The generation of AI language by random sampling of probabilities continues into the text generation of functions.

You can try API parameters of top_p and temperature = 0.01 (edit: on real chat completions) and see if this immediately curtails the symptom, of inappropriate data types especially.

1106 should be avoided; you can choose from the quality of -0613 or the affordability of -0125 models, specified by name.

Do you mean gpt-4-0613? I haven’t found much difference in the different models. Also, you mentioned temperature and top_p, but per the documentation these are not yet available via the assistants api. Am I wrong?

Yes, or gpt-3.5-turbo-0613 over its similar newer tool-call cheap input cousins.
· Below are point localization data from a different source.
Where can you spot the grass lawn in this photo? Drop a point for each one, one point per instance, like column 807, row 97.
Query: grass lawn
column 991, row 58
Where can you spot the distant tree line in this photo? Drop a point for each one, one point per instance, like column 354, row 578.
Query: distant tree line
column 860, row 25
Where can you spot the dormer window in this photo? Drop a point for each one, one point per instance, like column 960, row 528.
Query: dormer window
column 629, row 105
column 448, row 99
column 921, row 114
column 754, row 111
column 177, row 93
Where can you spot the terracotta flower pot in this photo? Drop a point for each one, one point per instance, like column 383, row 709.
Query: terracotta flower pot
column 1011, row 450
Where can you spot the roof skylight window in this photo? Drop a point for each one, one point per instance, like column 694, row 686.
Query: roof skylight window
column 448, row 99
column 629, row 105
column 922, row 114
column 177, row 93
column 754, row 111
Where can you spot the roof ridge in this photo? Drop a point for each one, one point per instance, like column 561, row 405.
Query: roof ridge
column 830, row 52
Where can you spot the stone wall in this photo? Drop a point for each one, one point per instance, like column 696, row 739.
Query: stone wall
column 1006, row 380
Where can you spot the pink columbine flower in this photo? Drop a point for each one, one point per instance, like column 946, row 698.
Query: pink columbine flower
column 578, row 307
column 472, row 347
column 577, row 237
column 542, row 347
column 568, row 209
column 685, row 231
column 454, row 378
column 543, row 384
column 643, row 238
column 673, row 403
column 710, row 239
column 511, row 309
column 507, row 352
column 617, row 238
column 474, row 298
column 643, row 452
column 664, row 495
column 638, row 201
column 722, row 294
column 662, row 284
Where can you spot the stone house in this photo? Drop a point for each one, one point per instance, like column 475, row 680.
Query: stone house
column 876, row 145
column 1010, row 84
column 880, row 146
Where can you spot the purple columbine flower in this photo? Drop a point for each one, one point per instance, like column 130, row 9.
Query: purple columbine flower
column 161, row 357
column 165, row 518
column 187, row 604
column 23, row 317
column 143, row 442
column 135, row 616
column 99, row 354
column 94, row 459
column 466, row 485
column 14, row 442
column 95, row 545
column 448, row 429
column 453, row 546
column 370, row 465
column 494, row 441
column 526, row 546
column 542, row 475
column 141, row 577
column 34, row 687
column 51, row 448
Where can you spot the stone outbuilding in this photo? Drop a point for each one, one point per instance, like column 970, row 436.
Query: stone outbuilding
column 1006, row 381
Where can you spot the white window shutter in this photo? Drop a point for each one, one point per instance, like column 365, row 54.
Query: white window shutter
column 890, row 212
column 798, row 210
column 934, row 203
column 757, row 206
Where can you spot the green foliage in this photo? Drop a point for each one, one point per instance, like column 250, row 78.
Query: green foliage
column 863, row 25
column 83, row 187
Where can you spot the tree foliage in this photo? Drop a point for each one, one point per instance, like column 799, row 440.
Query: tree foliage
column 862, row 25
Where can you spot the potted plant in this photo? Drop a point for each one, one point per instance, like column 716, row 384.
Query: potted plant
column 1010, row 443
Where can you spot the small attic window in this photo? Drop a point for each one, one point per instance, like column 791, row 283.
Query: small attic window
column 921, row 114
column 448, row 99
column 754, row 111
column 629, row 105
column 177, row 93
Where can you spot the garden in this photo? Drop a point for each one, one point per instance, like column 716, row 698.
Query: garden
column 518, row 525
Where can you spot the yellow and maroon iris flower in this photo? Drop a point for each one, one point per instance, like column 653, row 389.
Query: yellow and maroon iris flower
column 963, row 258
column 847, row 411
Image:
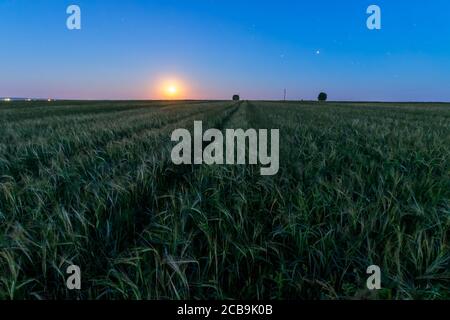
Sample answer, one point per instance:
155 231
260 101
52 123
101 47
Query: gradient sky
217 48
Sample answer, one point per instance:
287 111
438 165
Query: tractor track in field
99 143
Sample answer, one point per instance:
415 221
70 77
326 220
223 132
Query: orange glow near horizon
171 89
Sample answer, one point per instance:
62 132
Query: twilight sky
214 48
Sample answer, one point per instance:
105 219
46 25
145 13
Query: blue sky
126 49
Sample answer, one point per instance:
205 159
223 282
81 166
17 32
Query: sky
211 49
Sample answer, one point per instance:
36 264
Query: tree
322 96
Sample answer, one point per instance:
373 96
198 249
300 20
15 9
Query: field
92 184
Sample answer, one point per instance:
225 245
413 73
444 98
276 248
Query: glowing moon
172 90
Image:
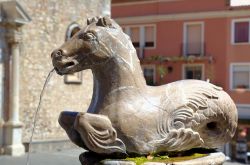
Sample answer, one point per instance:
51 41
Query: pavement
64 157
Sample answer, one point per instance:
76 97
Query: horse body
126 115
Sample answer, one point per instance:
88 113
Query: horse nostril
57 53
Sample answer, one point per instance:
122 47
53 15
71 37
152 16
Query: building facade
30 31
192 39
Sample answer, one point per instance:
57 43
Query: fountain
128 118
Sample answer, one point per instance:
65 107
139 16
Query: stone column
13 127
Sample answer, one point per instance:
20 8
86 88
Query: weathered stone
116 162
50 20
126 115
153 163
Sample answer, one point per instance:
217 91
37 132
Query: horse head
92 46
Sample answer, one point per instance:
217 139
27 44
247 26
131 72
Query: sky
240 2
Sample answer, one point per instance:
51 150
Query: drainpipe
13 127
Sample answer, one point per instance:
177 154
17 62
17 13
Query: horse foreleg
66 121
98 135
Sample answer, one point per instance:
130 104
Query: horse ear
105 22
91 20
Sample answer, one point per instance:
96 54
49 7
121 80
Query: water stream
36 112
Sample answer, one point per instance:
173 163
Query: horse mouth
66 67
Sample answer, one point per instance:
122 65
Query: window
240 31
195 71
193 39
240 76
135 36
142 36
75 78
149 74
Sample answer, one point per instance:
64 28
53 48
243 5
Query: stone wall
46 31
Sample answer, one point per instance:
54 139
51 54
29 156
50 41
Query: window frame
184 66
233 31
185 27
149 66
231 76
142 37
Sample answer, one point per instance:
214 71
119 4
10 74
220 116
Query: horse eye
88 36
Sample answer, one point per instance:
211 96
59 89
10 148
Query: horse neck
113 76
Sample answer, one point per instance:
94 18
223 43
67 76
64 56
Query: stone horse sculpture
126 115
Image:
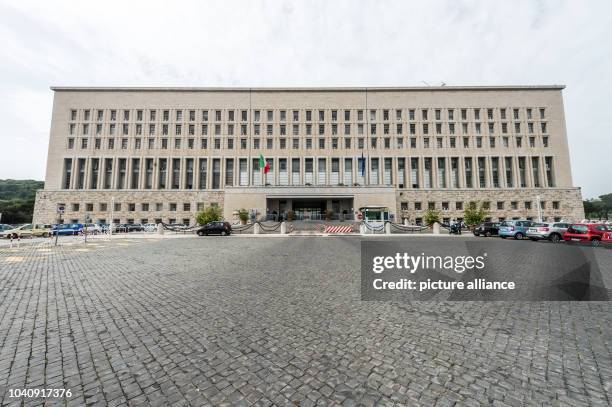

-0613 models can’t be used if you have assistants’ retrieval enabled, because of the need for parallel tool call only trained in the post-November “gpt-4-turbo” models at 1/3 the price. And it seems you desire receiving parallel.

And you are correct, in that Assistants lacks several of the parameter controls - or expense controls – that you’d want.

We don’t have retrieval enabled. What do you mean “Receiving parallel”? Do you mean “Retrieving parallel”?

I don’t need tool calling in parallel, and I don’t need retrieval. Thus, I would want the gpt-4-0613 model?